Speaking of the ACC, Virginia lost big at home and Duke lost big at home. The top three seeds all won, but they aren't going to be judged by getting past Round 1.

If all three remaining ACC teams making it to Philadelphia for the Final Four, then the league will have solidified its claim to being by far the best league in lacrosse. To do so, it will require Syracuse to beat sizzling Johns Hopkins, Notre Dame to beat even more sizzling Albany and Carolina to beat a Maryland team that can throw a blanket over anyone and who already owns a win over the Tar Heels.

Oh, and one more thing about Round 1.

Yale lost 8-7 to Maryland and may or may not have tied it on a shot from Michael Keasey that may or may not have gone in in the final 20 seconds.

Keasey's shot beat Terps goalie Kyle Bernlohr and hit the pipe, dropping either into the goal or just outside of it. The officials said it was no goal.

It was close.

In college lacrosse, there is no replay except in the NCAA tournament and only to determine if a shot was out of a player's stick prior to the end of a quarter. TigerBlog wants to keep it that way.

First of all, if there had been replay in the Yale-Maryland game, it wouldn't have changed that call, because it was so microscopic one way or another.
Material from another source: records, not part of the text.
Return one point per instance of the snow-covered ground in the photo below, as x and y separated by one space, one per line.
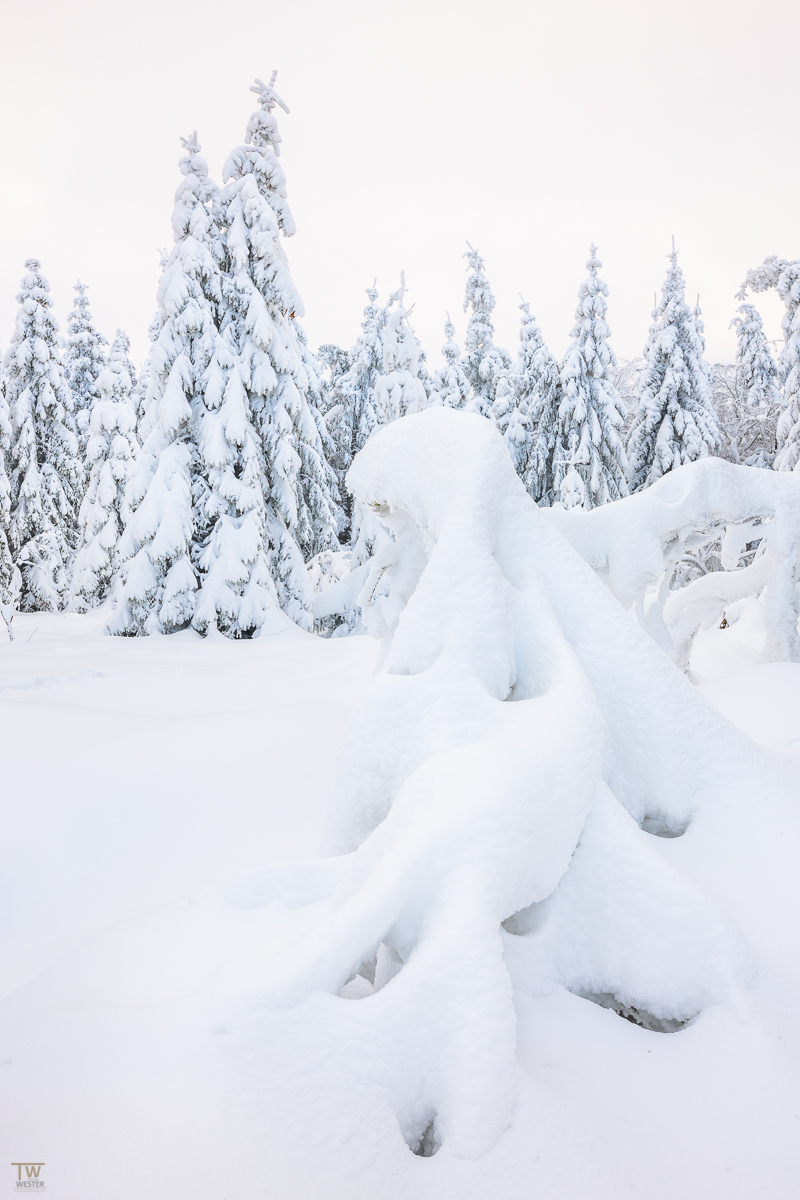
137 1057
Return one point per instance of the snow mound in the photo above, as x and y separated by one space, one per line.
505 779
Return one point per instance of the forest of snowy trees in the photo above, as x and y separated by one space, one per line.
208 489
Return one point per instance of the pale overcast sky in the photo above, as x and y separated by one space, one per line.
528 129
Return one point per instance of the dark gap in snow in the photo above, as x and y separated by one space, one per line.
639 1017
427 1144
663 827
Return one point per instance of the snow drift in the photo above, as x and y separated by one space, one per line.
505 777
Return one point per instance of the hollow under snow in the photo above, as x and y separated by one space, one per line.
145 779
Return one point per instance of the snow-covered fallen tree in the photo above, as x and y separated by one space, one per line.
522 742
647 546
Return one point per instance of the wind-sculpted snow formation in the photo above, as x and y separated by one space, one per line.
522 742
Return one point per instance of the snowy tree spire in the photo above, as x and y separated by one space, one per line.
110 453
590 413
84 360
193 546
260 304
539 397
785 276
398 389
674 421
10 577
450 384
482 361
756 371
47 477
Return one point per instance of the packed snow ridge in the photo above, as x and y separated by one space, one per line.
521 743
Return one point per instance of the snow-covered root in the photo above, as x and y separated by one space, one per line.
516 713
636 543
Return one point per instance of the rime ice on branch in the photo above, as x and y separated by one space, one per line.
785 277
590 413
521 742
110 453
482 361
260 305
84 359
46 473
675 421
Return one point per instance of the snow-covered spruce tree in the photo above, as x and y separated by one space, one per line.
259 307
84 359
537 383
785 276
194 545
398 388
512 423
10 579
482 361
674 421
46 472
350 411
590 413
450 384
110 453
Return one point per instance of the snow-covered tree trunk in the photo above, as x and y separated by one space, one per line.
785 277
450 384
84 359
590 414
110 453
521 743
539 387
46 472
350 402
10 577
482 361
260 304
674 421
194 547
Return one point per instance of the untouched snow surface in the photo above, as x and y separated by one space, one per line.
149 781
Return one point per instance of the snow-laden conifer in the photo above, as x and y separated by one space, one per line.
539 389
350 411
260 305
84 359
756 379
450 384
590 414
785 276
482 361
46 473
194 545
110 453
10 579
674 420
512 423
398 388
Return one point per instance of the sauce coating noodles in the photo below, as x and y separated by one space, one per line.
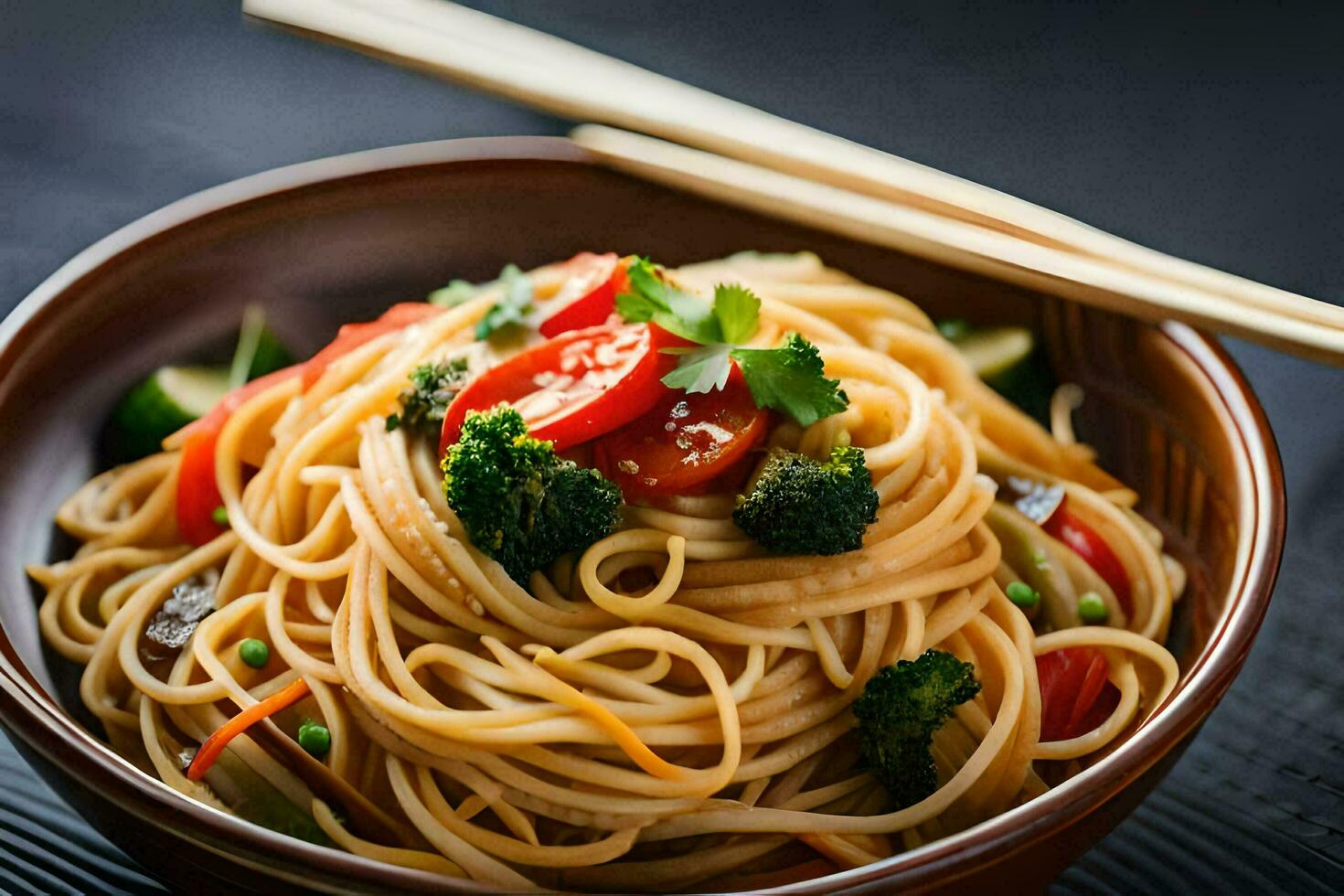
688 732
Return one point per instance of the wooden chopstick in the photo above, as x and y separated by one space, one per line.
953 242
549 73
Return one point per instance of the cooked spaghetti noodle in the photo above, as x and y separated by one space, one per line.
686 727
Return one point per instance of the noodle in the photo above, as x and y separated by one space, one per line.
578 732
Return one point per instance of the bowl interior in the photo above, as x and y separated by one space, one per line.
335 251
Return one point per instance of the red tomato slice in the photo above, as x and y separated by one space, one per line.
1086 543
197 492
588 297
686 443
351 336
574 387
1075 696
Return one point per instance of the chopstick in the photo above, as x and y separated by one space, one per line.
921 232
552 74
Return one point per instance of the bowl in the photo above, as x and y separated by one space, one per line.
340 238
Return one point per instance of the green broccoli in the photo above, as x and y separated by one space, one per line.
433 389
803 507
898 712
519 503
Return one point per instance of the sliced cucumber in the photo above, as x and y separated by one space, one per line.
254 798
168 400
992 352
1008 360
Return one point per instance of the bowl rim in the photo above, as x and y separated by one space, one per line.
46 729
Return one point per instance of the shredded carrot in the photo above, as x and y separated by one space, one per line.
217 741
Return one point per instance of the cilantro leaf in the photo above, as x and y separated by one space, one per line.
791 379
700 369
512 306
677 312
788 379
453 294
738 312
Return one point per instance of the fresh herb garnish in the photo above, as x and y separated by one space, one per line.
789 378
512 308
425 403
456 293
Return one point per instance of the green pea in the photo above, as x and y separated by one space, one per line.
254 653
1021 594
315 738
1092 609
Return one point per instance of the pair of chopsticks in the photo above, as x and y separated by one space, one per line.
735 154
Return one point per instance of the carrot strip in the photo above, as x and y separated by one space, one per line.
215 743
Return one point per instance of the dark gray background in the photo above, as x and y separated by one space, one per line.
1207 131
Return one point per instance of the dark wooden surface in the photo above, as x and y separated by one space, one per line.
1211 133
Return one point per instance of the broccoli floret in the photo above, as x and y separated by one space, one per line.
519 503
898 712
433 389
803 507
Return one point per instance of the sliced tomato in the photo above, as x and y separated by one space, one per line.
684 443
588 297
1086 543
1075 696
574 387
351 336
197 492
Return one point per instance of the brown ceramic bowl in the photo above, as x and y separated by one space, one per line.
339 240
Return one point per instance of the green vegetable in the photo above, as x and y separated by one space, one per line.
1092 609
651 298
254 798
456 293
898 713
174 397
254 653
520 503
1020 541
991 352
509 314
315 738
1021 594
258 351
1008 360
433 389
789 378
168 400
801 507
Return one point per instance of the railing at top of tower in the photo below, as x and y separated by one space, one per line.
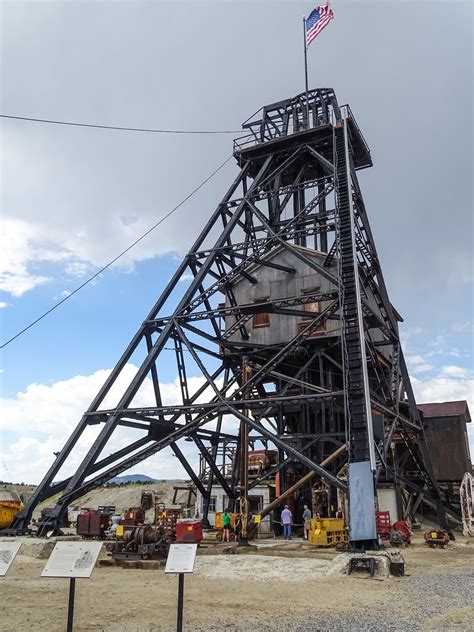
316 110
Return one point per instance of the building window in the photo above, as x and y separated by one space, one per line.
262 319
255 504
310 310
212 504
And if replay were to be introduced, it would be like college basketball, where the flow of games are completely destroyed by replay reviews.

Besides, TB doesn't want to see replay unless it can be used to review judgement calls as well, like the one that gave Yale possession after a Conrad Oberbeck shot on the possession that led Keasey's shot.

So there you have Round 1. TigerBlog is looking forward to this weekend to see how it shakes out and of course the Final Four next weekend.

And the 2016 tournament. Hopefully with Princeton in it.